Seems they are using PDF1.4 and obviously scanned all the document pages without using an OCR software for conversion. So there are a LOT of tiny graphics to display which just take a lot of time to calculate in the browsers own PDF-viewer. So I downloaded the 15MB file and viewed it in the Acrobat-Software - and the information was visible nearly at once.

Link to comment
27 minutes ago, FamilieFrohne said:

Seems they are using PDF1.4 and obviously scanned all the document pages without using an OCR software for conversion. So there are a LOT of tiny graphics to display which just take a lot of time to calculate in the browsers own PDF-viewer. So I downloaded the 15MB file and viewed it in the Acrobat-Software - and the information was visible nearly at once.

 

And, of course, that's another way.

So, Erik, when you say that they "take a lot of time to calculate in the browser'[sic]s own PDF-viewer", does that mean that the browser builders decided to not include that capability OR that I could just ... zzz... go to bed ...zzz... and get up in the morning ...zzz...zzz... and find it has been calculated and presented on my screen ...zzz ...?

 

EDIT: Hang on - it was visible nearly at once in the Acrobat reader BUT it takes eons to accomplish the same task in a web browser? Why the discrepancy?

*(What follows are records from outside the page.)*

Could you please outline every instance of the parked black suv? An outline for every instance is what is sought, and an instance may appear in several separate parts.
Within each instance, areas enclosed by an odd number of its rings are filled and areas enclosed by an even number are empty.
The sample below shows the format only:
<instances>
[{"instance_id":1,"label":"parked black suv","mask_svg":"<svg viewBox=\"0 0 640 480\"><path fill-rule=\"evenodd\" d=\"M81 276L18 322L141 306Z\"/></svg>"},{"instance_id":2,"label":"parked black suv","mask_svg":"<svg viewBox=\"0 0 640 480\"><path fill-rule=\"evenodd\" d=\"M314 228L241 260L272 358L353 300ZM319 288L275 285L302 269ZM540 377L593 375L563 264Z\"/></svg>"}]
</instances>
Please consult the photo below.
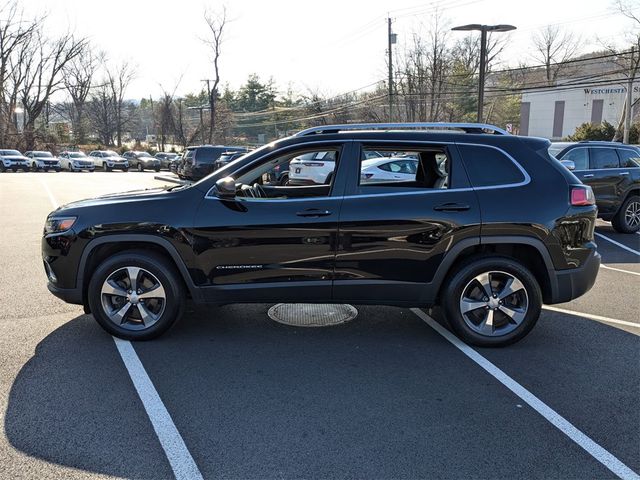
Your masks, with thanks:
<instances>
[{"instance_id":1,"label":"parked black suv","mask_svg":"<svg viewBox=\"0 0 640 480\"><path fill-rule=\"evenodd\" d=\"M614 142L556 142L549 153L590 185L598 216L620 233L640 230L640 148Z\"/></svg>"},{"instance_id":2,"label":"parked black suv","mask_svg":"<svg viewBox=\"0 0 640 480\"><path fill-rule=\"evenodd\" d=\"M49 289L136 340L167 330L189 297L439 304L465 341L506 345L543 302L589 290L600 264L591 188L548 146L478 124L305 130L193 185L58 208L42 239ZM415 178L361 181L371 151L418 158ZM330 184L269 183L309 152L336 153Z\"/></svg>"},{"instance_id":3,"label":"parked black suv","mask_svg":"<svg viewBox=\"0 0 640 480\"><path fill-rule=\"evenodd\" d=\"M178 167L178 176L188 180L200 180L216 170L216 161L226 152L246 152L244 147L200 145L187 147Z\"/></svg>"}]
</instances>

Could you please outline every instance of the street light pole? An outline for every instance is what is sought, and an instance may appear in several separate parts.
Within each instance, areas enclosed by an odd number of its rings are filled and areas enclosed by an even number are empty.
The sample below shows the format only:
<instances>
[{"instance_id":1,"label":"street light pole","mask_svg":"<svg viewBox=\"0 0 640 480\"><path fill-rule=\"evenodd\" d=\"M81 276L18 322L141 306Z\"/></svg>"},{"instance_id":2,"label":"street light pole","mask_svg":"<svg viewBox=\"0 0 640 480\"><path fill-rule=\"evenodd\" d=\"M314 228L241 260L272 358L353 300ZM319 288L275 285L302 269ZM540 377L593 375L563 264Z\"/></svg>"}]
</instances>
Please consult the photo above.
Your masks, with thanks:
<instances>
[{"instance_id":1,"label":"street light pole","mask_svg":"<svg viewBox=\"0 0 640 480\"><path fill-rule=\"evenodd\" d=\"M453 27L454 31L480 31L480 72L478 72L478 123L482 123L484 117L484 82L487 70L487 32L509 32L515 30L513 25L480 25L472 23L470 25L460 25Z\"/></svg>"}]
</instances>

EDIT: Did I just ask the same question twice? I guess the cat's right. She's been telling me for hours that it's time to go to bed. Peculiar. You're getting up as I'm going to bed. ... zzz ... zzz ... zzz ... zzz ,,, zzz ... zzz ...

Edited by ScroogieII
Link to comment
3 hours ago, ScroogieII said:

EDIT: Hang on - it was visible nearly at once in the Acrobat reader BUT it takes eons to accomplish the same task in a web browser? Why the discrepancy?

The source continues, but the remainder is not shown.